Today we are shipping the core technologies of that platform: our parser framework, BABLR to compete with Tree-sitter; a parse tree format called agAST to compete with ESTree; and a new data language designed for parse trees called CSTML.

Each of these technologies can stand alone, but together they represent a thoroughly-integrated platform that is more than the sum of its parts. BABLR parsers provide the means to create CSTML and agAST trees, while libraries of data structures and algorithms make the novel tree formats useful in practice. Whether the platform achieves impressive growth over the long term will depend mostly on how good a compromise I've brokered between language authors, tool authors, and users, because ultimately each of these three groups of people will see value in the platform if it is a place where they can come to meet the other two groups.

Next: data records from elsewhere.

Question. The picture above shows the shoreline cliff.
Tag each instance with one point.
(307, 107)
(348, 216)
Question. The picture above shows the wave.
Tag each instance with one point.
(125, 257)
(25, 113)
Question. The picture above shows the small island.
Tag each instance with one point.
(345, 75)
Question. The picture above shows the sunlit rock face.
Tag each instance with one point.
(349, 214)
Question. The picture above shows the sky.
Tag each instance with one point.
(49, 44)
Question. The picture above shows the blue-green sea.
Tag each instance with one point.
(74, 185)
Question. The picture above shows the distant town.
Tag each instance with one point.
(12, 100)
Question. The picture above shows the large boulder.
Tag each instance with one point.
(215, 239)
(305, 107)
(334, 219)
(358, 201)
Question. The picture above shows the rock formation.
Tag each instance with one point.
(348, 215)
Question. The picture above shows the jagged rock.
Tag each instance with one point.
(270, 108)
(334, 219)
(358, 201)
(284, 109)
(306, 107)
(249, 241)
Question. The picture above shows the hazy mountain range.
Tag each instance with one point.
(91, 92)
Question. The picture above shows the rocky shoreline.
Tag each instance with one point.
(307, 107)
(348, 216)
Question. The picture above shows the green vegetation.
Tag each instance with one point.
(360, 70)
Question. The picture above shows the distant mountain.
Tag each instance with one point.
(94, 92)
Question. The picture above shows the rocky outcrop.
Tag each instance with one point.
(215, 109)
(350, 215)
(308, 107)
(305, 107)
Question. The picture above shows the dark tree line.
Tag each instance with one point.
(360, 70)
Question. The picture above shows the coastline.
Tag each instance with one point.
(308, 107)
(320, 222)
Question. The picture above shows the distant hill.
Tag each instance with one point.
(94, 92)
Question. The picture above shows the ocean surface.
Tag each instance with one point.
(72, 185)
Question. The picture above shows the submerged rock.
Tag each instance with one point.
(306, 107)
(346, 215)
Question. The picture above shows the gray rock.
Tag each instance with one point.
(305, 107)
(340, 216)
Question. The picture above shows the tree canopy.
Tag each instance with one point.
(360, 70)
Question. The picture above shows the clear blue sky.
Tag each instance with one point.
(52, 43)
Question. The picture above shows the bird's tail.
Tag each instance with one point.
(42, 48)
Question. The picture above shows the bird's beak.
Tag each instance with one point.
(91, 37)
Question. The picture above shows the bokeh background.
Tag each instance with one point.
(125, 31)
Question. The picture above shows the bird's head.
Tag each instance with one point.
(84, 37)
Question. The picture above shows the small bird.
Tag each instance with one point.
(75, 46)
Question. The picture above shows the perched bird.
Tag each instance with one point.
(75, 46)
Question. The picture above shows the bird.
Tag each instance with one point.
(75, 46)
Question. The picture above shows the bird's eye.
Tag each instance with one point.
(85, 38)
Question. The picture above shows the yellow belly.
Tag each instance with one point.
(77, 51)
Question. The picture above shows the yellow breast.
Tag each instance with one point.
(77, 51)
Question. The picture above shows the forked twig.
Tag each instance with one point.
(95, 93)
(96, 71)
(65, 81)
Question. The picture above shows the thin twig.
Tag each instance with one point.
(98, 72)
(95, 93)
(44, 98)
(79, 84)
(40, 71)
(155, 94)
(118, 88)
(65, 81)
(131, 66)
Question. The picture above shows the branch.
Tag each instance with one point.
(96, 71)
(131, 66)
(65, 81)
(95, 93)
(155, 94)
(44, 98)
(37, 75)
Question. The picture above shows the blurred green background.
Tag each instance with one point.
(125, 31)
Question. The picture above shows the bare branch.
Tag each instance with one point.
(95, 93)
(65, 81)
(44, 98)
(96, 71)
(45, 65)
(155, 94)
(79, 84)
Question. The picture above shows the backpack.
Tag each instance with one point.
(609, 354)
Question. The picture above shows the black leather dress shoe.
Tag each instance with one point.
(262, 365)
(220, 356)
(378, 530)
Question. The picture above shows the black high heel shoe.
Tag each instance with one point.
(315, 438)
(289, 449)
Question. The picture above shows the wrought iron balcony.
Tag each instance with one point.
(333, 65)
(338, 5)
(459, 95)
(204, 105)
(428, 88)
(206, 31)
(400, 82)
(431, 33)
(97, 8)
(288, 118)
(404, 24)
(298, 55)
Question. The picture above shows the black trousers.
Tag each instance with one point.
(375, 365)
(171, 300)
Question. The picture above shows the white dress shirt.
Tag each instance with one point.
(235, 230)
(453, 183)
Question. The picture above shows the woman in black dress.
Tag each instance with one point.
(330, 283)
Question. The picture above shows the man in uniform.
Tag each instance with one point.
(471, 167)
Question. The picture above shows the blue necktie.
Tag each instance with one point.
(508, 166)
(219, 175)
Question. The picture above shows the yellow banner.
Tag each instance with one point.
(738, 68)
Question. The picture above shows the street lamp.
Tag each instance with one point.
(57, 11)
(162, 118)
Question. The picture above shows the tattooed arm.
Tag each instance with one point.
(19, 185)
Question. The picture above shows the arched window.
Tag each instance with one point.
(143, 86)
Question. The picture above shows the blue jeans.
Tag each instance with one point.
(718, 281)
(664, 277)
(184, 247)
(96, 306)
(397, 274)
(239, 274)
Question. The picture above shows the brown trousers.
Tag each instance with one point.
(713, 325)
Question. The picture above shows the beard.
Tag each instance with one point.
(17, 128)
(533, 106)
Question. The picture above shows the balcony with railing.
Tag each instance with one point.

To tell the story of the product then is to tell the story of why each of these three core constituencies would see value in it.

BABLR for Devs

We see several ways to get developers to fall in love with our platform. We've made it browser-native and incredibly lightweight, so that our code analysis can run in any docs site or blog post while only adding ~10KB. Our syntax highlighting tool is called Bedazzlr and it's running right here in this page powering code examples like this one:

let result = /[^^*+/[-][]/.exec("input");

Bedazzlr is going beyond the basic token coloring that other tools offer though: it's providing a more like a version of the ASTExplorer experience embedded right into the web page, allowing the user to interrogate the structure through semantic selection and through the ability to see the names of nodes in the embedded syntax tree. These names can be much more useful to colors when you're learning a new language, and our ability to compute them on the frontend also ensures that our ability to help users learn new languages by directly exposing them to the structure of syntax trees need not be limited to English-speaking users.

BABLR is more than just a fancy syntax highlighter though, it can also be the basis for a visual, tactile, API-programmable code editor that runs right in your browser. The code editor product, Paneditor will be the first code editor built from the ground up to be natively usable on touchscreen devices like phones and tablets, as those are the devices we believe the next generation is likely to have in their hands when they become curious about programming. Using Paneditor to write code will not require users to download any software, nor even to have root permissions on the device they are using. Paneditor will feature powerful features such as semantic code search and replace, all powered by the BABLR code that is shipping today.

Our strongest argument to users is that the story will keep getting better and better day by day because we will keep attracting more languages, more tools, and more users.

BABLR for Tooling Devs

Authors of tools care about how data is presented once it has been collected. We took our largest cues about how to think of data from the XML ecosystem.

agAST is our DOM-style API for data processing, and CSTML is our SAX-style API for data processing.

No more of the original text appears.